14 Badly-Written Commentaries About The 19 Most Expensive Photographs Ever Sold

Over the last, oh, thirty years, writing about photography has evinced a spectrum of literacy from the academic to phonetic, and even street-style, journalism. Curiously, I have not witnessed this variety in the quality of writing about other art mediums. I want to believe that photographers (and/or their scriveners) are at least as literate as the general population of artists and writers, but here is evidence otherwise.


Disclaimer: I have the proofreading disease. Despite and still…

“It has been a long debate weather photography has its place at the fine art table or not.” Why the passive voice? How is the weather a factor? Are we to assume that there is a table, perhaps for a banquet, at which photography earns its seat (“or not”)?

“Some would never consider photography to be a true art form, capable of reaching the depth of a painting or a sculpture.” Who are these anonymous “some?” What is depth in this context?

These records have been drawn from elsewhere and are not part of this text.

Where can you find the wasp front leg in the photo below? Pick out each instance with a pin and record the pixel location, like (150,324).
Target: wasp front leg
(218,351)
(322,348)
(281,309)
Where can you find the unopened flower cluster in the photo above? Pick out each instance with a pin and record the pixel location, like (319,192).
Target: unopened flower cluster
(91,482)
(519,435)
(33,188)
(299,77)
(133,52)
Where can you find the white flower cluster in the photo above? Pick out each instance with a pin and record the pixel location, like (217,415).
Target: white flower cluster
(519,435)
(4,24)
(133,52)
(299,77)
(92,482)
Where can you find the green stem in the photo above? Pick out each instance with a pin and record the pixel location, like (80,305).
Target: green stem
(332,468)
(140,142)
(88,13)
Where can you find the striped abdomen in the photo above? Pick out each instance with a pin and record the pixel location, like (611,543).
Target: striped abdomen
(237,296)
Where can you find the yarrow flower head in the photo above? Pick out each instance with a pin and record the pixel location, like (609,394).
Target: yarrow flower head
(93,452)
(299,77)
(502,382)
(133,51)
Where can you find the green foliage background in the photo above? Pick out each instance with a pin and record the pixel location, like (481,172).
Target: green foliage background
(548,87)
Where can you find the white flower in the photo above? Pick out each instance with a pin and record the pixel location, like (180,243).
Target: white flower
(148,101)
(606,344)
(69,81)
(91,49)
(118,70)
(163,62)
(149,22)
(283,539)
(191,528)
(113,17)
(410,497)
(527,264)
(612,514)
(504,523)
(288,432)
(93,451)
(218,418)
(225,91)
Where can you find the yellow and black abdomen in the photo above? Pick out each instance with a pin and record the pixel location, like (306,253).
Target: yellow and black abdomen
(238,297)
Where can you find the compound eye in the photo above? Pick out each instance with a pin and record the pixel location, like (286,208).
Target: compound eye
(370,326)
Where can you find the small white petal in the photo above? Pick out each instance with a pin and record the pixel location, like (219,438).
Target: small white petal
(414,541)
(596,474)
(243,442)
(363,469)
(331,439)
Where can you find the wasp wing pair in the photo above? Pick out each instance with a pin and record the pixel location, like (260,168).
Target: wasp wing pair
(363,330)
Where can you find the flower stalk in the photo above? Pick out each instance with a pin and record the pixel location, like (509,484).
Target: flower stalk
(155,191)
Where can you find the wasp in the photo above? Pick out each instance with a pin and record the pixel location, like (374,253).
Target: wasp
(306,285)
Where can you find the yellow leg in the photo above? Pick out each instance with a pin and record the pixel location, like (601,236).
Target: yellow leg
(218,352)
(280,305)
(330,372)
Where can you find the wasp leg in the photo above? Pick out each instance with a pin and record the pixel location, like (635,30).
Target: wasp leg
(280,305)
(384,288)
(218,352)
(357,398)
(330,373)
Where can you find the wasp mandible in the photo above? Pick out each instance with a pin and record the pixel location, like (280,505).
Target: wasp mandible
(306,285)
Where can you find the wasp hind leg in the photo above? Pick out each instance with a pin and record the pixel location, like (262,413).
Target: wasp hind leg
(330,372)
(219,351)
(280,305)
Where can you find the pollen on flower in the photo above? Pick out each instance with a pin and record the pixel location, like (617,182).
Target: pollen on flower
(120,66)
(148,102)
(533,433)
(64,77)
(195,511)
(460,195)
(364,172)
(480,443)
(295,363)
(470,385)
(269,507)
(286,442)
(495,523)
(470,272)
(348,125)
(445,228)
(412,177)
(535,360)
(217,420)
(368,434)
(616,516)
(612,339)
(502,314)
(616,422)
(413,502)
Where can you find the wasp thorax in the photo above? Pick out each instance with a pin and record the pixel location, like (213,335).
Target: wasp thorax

“Others are more flexible in this regard and look to photography as a distinct ,stand alone form of art that is in no way shadowed by other mediums.” I’m becoming more comfortable now with the indistinct number and the anonymity; I’m less comfortable with the spacing of words, and with the seemingly arbitrary deployment of commas.

“While more and more critics and art specialists feel this way, the majority of the art world has not yet fully welcomed photography among the other visual languages that represent the gross of the market.” Among? Gross? When was this written? 1974?

“The most expensive single photograph ever sold came at a huge price but still, a very long way from the most expensive painting ever sold.” a. Just drop in a comma whenever the mood strikes. b. Who cares?

“It is fortunately a growing market.” …for whom? Gallery owners and…? 

“Naturally, with the number of photographers being so high, it is easy to become frustrated and intrigued about how the apparent simplicity of some of these works earned them so much money.”  The numbers of photographers being high compared to what? Why is it easy for you to become both frustrated and intrigued “about” something? And might there be a word missing in that last part?

“It isn’t an easy answer to give and perhaps I am not the most qualified person to give that answer, however we have a three part series that will ultimately cover the 51 most expensive photos ever sold.” (Again, just punctuate wherever it feels right (never mind that you haven’t asked a question that can be answered).

1. Would “damaging” be some sort of editorial comment? Again, space and punctuate with impugnity.

2. This is not a self-portrait; rather, the photographer is the model for a conceptual conceit. Did the anonymous writer engage Sun Ra to type?

3. Sonny Blount again. “Space is the place.”

4. I’d like to own a piece of the comma action. This image, apparently, is an example of how one “stirs” the photography world.

6. Again, not a self-portrait.

8. “Sankt.”

10. Sometimes, one is too excited to observe literate conventions of spacing and of capitalization of names.

11. In the text for #9, the price range was indicated by a slash; now it’s a dash. Need it be only standardized by rhyming with “ash?” And why the middle-school marrings?

12. More lack of control over punctuations and capitalizations. (Editor’s note: I’m typing with my two forefingers; how’m I doin’?)

14. Please reveal to me exactly which historians think that these images wre a turning point for Mr. Weston, or that capitalized chambered nautiluses.

16. Perhaps Toonces was the typist.

18. How can we know when a portrait is unconventional, or how many consonants to use in an adverb, and how reassuring is it to learn that silver gelatin prints are available in an edition?

19. No matter in what year a picture was made, it’s helpful to indicate a range of years during which the picture might have been made. N.B.: It’s not necessary to type all the letters of certain words or names.

This is only the first installment of a promised series of three. Perhaps it comes from a place whose first language is not English. Enjoy.